1. Having read your text, I cannot clearly grasp position you take regarding the future status of Kosovo. Without a clear position, the text has no value. The time of general arguments has passed, what we need now is a concrete solution to the problem. To arrive at such a solution, we must be clear on how we can solve this issue, and clearly elaborate what this solution will look like in legal and political terms. When we do that it is bound to hurt [politically]. Catchphrases lost all usefulness apart from that of political propagandising.

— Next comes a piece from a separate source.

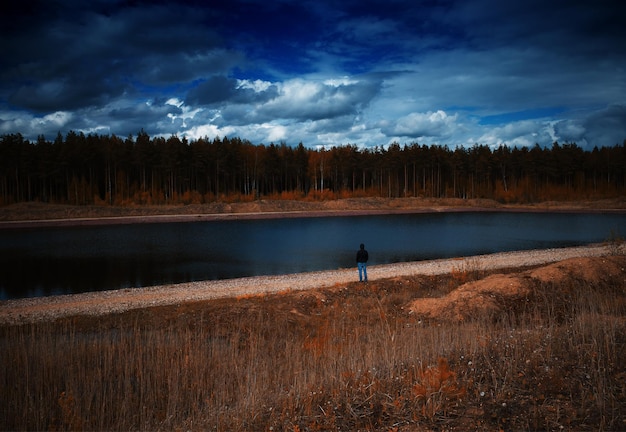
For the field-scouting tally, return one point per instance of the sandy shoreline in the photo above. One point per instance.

2. The idea of The International Commission on the Balkans, of which I am a member, is not, as you argue, to use Kosovo to pay for future Serbian EU membership. On the contrary, the idea is that only if both Serbia and Kosovo are moving towards EU membership, can Serbia satisfy its interest in retaining a modicum of control over happenings in Kosovo. If Kosovo does not move towards EU membership, there will be nothing to guarantee that the province’s current Serbian population will be able to remain and nothing to protect other Serbian interests. This is the crucial difference between our [The International Commission on the Balkans] idea and your interpretation.

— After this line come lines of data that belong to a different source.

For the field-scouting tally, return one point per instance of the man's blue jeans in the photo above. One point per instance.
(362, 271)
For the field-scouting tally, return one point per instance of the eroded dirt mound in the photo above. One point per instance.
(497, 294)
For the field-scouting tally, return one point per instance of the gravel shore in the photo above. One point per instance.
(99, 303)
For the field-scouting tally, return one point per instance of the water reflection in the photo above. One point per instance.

3. Belgrade has no position regarding Kosovo, and lacks the courage to deal with this issue. This may change after future elections.
4. Can the Serbs accept that Kosovo becomes a third unit in the Union of Serbia and Montenegro? Leaving aside, for the moment, the position of the [Kosovo] Albanians, no one in Serbia has given a clear answer to this eventuality. Let’s say that the previous scenario materializes and that Kosovo does become a third unit in the State Union of Serbia and Montenegro. Will this be just another step on Kosovo’s road towards independence? To answer this question, we should consider the current state of the Union of Serbia and Montenegro: a considerable part of the political spectrum considers this Union to be nothing more than step towards independence for Montenegro. Finally we must ask: can Montenegro bear to become a third, junior, utterly irrelevant [vis-à-vis Serbia and Kosovo] partner in such a relationship?
5. In the final analysis, if you think that partition is what buys Serbia’s consent to Kosovo’s independence (I did not quite understand if this is what you are advocating or not), I will make only two remarks. That was indeed the position of the Zivkovic government [The government of Zoran Zivkoic was formed after the murder of the Serbian Prime Minister Zoran Djindjic in March 2003. Zivkovic’s government stayed in power until the beginning of 2004 when the new government led by Vojislav Kostunica was formed]. Kostunica’s government abandoned this position and proclaimed a policy of not accepting the partition. As far as I know, this is now the explicit position of the Serbian Prime Minister Kostunica. In this sense, it is in full accordance with the position of the EU. Thus, the motivations of the Serbian government are not those that you indicated. Rather, the reason is that the partition of Kosovo, despite the fact that it would satisfy many appetites in Serbia, inevitably means that the Albanians get the same thing in the South of Serbia [Serbia proper, referring to the Presevo, Medvedja and Bujanovac municipalities with the great percentage of Albanian population] (I pointed this out in an interview with Monitor, a Montenegrin weekly magazine). Whatever the status of Mitrovica end up being [North Mitrovica: Serbian majority city in the North of Kosovo] will determine the status of the south of Serbia. In addition, the same goes for the 6 municipalities in Backa [North of Serbia, part of the autonomous province of Vojvodina bordering Hungary largely populated by the Hungarian ethnic minority]. The Hungarian minority would demand the same status as the Serbs in Mitrovica or the Albanians in Presevo and Bujanovac. Think about these arguments and you will understand why this government has abandoned the idea of partition.
Goran Svilanovic (translated from Serbian by Srdjan Cvijic)
All words between "[ ]" are added by the translator to facilitate the reading of the text.